The Secrets of Student Budgeting

With fees sky high and with the likes of food, travel and electricity prices still soaring, students need to plan ahead for their university career really carefully to ensure they’ll be able to afford to make it to the end.

And while debt is certainly a part of university we’ll just have to accept for now, it’s important get the right sort of debt (so that’s student loans and overdrafts as opposed to credit cards and unsecured personal loans), and then creating a budget to keep on top of your finances.

The majority of students will get help with their fees, so if we assume that’s all taken care of, here’s what to do next…

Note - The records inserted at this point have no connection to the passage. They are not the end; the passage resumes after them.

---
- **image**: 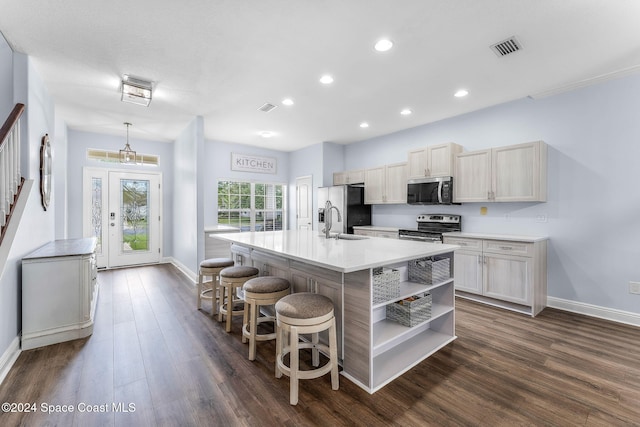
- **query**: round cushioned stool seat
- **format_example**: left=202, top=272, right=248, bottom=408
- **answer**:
left=242, top=276, right=291, bottom=361
left=218, top=266, right=260, bottom=332
left=275, top=293, right=334, bottom=323
left=275, top=292, right=339, bottom=405
left=197, top=257, right=234, bottom=316
left=220, top=266, right=260, bottom=278
left=244, top=276, right=290, bottom=294
left=201, top=258, right=235, bottom=269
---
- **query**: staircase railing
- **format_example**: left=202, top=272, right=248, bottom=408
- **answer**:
left=0, top=103, right=25, bottom=244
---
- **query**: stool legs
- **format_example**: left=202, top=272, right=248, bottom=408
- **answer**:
left=275, top=317, right=339, bottom=405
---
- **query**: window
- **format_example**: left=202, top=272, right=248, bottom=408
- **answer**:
left=87, top=149, right=159, bottom=166
left=217, top=180, right=285, bottom=231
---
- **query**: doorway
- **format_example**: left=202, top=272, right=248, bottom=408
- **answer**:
left=295, top=175, right=313, bottom=231
left=83, top=168, right=162, bottom=268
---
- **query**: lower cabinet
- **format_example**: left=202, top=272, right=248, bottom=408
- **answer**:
left=290, top=261, right=344, bottom=360
left=443, top=235, right=547, bottom=316
left=251, top=250, right=290, bottom=281
left=231, top=243, right=252, bottom=266
left=21, top=238, right=98, bottom=350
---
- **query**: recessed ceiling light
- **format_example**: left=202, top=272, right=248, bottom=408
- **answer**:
left=259, top=131, right=275, bottom=138
left=360, top=122, right=369, bottom=128
left=320, top=75, right=334, bottom=85
left=374, top=39, right=393, bottom=52
left=282, top=98, right=294, bottom=106
left=454, top=89, right=469, bottom=98
left=400, top=108, right=413, bottom=116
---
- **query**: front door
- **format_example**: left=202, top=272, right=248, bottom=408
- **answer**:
left=83, top=168, right=162, bottom=268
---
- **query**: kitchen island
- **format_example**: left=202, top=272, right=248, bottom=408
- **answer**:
left=213, top=230, right=458, bottom=393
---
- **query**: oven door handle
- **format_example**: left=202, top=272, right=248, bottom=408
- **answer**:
left=437, top=181, right=443, bottom=204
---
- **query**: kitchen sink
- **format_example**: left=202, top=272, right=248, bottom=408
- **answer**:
left=336, top=233, right=369, bottom=240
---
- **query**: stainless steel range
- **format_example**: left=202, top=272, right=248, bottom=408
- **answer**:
left=398, top=214, right=461, bottom=243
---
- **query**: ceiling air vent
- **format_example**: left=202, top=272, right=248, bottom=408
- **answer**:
left=258, top=103, right=278, bottom=113
left=490, top=36, right=522, bottom=57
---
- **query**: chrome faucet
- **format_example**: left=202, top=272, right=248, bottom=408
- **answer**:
left=323, top=200, right=342, bottom=239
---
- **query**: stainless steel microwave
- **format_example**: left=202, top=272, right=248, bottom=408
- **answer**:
left=407, top=176, right=455, bottom=205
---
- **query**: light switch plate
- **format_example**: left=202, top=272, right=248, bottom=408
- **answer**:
left=630, top=281, right=640, bottom=295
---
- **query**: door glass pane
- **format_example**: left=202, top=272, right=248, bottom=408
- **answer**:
left=120, top=179, right=150, bottom=252
left=91, top=178, right=103, bottom=254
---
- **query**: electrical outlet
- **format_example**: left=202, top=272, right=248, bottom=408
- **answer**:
left=535, top=214, right=548, bottom=223
left=630, top=281, right=640, bottom=295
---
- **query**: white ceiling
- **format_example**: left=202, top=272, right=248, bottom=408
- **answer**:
left=1, top=0, right=640, bottom=151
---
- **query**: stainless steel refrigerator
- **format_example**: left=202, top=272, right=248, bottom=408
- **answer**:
left=317, top=185, right=372, bottom=234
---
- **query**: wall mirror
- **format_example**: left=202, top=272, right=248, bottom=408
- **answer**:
left=40, top=134, right=52, bottom=210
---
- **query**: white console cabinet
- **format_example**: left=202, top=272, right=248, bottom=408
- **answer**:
left=21, top=238, right=98, bottom=350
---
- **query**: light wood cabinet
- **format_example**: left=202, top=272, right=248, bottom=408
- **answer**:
left=290, top=261, right=344, bottom=359
left=454, top=141, right=547, bottom=203
left=443, top=234, right=547, bottom=316
left=231, top=243, right=252, bottom=266
left=364, top=162, right=407, bottom=204
left=408, top=142, right=462, bottom=179
left=333, top=169, right=365, bottom=185
left=21, top=238, right=98, bottom=350
left=251, top=250, right=290, bottom=281
left=342, top=251, right=456, bottom=393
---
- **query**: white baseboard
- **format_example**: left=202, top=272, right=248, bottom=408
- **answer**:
left=166, top=257, right=197, bottom=284
left=547, top=297, right=640, bottom=328
left=0, top=336, right=21, bottom=386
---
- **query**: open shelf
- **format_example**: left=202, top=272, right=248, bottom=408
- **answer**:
left=372, top=278, right=453, bottom=309
left=372, top=303, right=453, bottom=356
left=372, top=327, right=456, bottom=392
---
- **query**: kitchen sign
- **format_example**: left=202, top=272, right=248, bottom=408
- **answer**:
left=231, top=152, right=277, bottom=174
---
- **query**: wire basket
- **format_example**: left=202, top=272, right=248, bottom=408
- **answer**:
left=408, top=256, right=450, bottom=285
left=372, top=267, right=401, bottom=304
left=386, top=293, right=432, bottom=327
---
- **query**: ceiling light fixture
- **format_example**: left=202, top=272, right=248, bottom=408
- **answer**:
left=259, top=131, right=275, bottom=138
left=400, top=108, right=413, bottom=115
left=454, top=89, right=469, bottom=98
left=121, top=75, right=153, bottom=106
left=360, top=122, right=369, bottom=128
left=119, top=122, right=136, bottom=164
left=320, top=75, right=334, bottom=85
left=282, top=98, right=294, bottom=106
left=374, top=39, right=393, bottom=52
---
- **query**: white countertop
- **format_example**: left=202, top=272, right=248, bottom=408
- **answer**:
left=23, top=237, right=97, bottom=260
left=205, top=225, right=241, bottom=233
left=212, top=230, right=458, bottom=273
left=443, top=231, right=548, bottom=243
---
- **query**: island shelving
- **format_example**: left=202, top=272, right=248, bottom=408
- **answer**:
left=213, top=230, right=458, bottom=393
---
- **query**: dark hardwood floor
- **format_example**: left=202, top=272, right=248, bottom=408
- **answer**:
left=1, top=264, right=639, bottom=426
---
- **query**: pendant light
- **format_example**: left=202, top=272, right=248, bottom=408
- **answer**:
left=119, top=122, right=136, bottom=164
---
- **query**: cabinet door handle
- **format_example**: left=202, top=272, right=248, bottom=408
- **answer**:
left=499, top=246, right=512, bottom=250
left=483, top=256, right=487, bottom=264
left=487, top=191, right=491, bottom=200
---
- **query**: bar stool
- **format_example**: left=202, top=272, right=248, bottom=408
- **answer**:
left=242, top=276, right=291, bottom=361
left=218, top=266, right=259, bottom=332
left=197, top=257, right=234, bottom=316
left=275, top=292, right=339, bottom=405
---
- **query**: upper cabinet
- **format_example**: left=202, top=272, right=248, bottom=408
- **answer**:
left=333, top=169, right=365, bottom=185
left=454, top=141, right=547, bottom=203
left=364, top=162, right=407, bottom=204
left=407, top=142, right=463, bottom=179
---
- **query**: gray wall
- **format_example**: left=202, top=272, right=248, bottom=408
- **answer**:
left=0, top=52, right=57, bottom=361
left=342, top=73, right=640, bottom=315
left=172, top=117, right=202, bottom=274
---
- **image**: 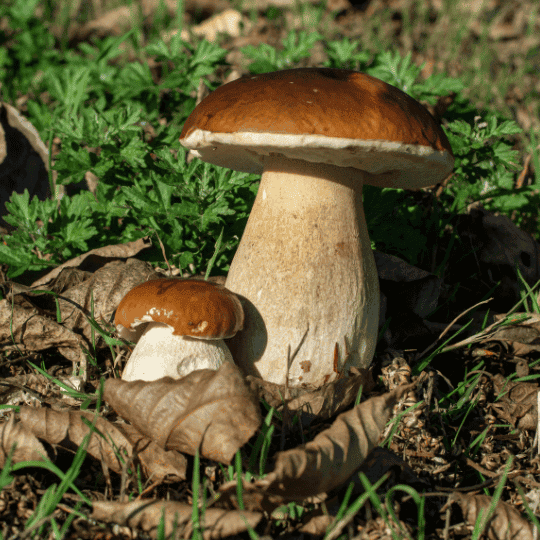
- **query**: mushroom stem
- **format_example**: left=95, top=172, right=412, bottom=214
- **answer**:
left=225, top=156, right=379, bottom=386
left=121, top=323, right=234, bottom=381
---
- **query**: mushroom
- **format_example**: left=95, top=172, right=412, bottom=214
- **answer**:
left=179, top=68, right=454, bottom=387
left=114, top=278, right=244, bottom=381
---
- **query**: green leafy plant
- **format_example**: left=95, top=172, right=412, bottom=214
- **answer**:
left=323, top=37, right=371, bottom=70
left=444, top=115, right=524, bottom=214
left=0, top=0, right=59, bottom=101
left=0, top=30, right=528, bottom=288
left=0, top=32, right=257, bottom=279
left=242, top=30, right=322, bottom=73
left=366, top=50, right=464, bottom=103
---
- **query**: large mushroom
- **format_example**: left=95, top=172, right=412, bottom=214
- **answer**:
left=180, top=68, right=454, bottom=387
left=115, top=278, right=243, bottom=381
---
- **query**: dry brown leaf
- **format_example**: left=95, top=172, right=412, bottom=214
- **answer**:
left=0, top=415, right=50, bottom=468
left=258, top=383, right=415, bottom=500
left=485, top=313, right=540, bottom=356
left=489, top=374, right=537, bottom=431
left=91, top=499, right=262, bottom=540
left=31, top=238, right=153, bottom=288
left=0, top=373, right=59, bottom=406
left=19, top=406, right=186, bottom=481
left=103, top=362, right=261, bottom=464
left=374, top=251, right=441, bottom=350
left=452, top=492, right=535, bottom=540
left=247, top=367, right=374, bottom=423
left=298, top=514, right=334, bottom=536
left=220, top=383, right=416, bottom=507
left=0, top=102, right=50, bottom=226
left=0, top=371, right=85, bottom=408
left=32, top=258, right=161, bottom=344
left=0, top=258, right=160, bottom=374
left=0, top=294, right=87, bottom=364
left=114, top=423, right=187, bottom=481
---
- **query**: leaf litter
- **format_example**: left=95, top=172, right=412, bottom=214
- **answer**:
left=2, top=1, right=540, bottom=537
left=3, top=245, right=540, bottom=537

1.     Work out your income from things like your student loan, grant, employment, parental help etc. – don’t include the interest free overdraft you’ll get with your student bank account);

2.     Estimate your likely costs, with an emphasis on necessities like food, rent and course textbooks – spends for socialising and clothes come last;

3.     Are you going to want to do anything during the summer that’ll cost you a lump sum? Work out how much you need to save before you need to pay for it and try and work that into your budget;

4.     Give yourself a weekly limit on each area of your budget – especially for nights out, shopping, eating out etc.;

5.     Monitor as you go by using bank statements and receipts – make yourself an Excel spreadsheet and record everything every couple of days, or as often as possible;



Student loan: £5,000*
Student grant: £1,000* (these are worked out on a case-by-case basis, so the amounts here are the maximum amounts you’d be likely to receive)
Employment: £2,500 (part-time work during term and summer holiday)
Parental help: £1200

TOTAL = £9,700 (per year)

Dividing this total amount into weekly chunks will make your budget more manageable, because most student lets are advertised as a weekly amount. Now you can either divide the amount by how many weeks there are in a year (52) or how many weeks you’ll actually spend at university (30) – it simply depends on where you plan to live, and whether your landlord offers free summer rent (the majority don’t). Using the example above, that leaves £186 a week over 52 weeks, or £323 over 30 weeks.

Essential expenses

Next, work out a weekly spend on essentials like rent (which can range anywhere from £55 to £100 a week), bills and food. As a very rough example, here’s what you might have to account for

Rent: £75
Bills: £15
Food: £25

TOTAL: £115 (per week)

Non-essential expenses

After this, spends just depend on the individual and where they live. A comprehensive survey by the National Union of Students does give a good overview of typical student spending patterns for discretionary items, though, and here’s what they found out:

Going out: £35
Clothing: £10
Travel: £10
Mobile phone: £10
Toiletries: £1
Other general: £20

TOTAL: £86 (per week)

Occasional expenses

You can’t really calculate these costs on a weekly basis, so just do them per term. Another rough estimate here, a student might spend the following:
Course books: £40
Course-related equipment: £30
Excursions: £50
Stationary: £15
Printing / Photocopying: £15
Other course-related expenditure: £50

TOTAL: £200 (per term)

Now try and work out your own budget, using the above example as a very, very rough guideline. If you’re not sure about how much bills will cost, do a little bit of research and make your best guess – you can even overestimate a little. And the most important thing to do is make sure you stay on top of your budget – you’ll probably have to constantly adapt it at the beginning as you find your feet, but you soon will, and you’ll be well on your way to financial stability!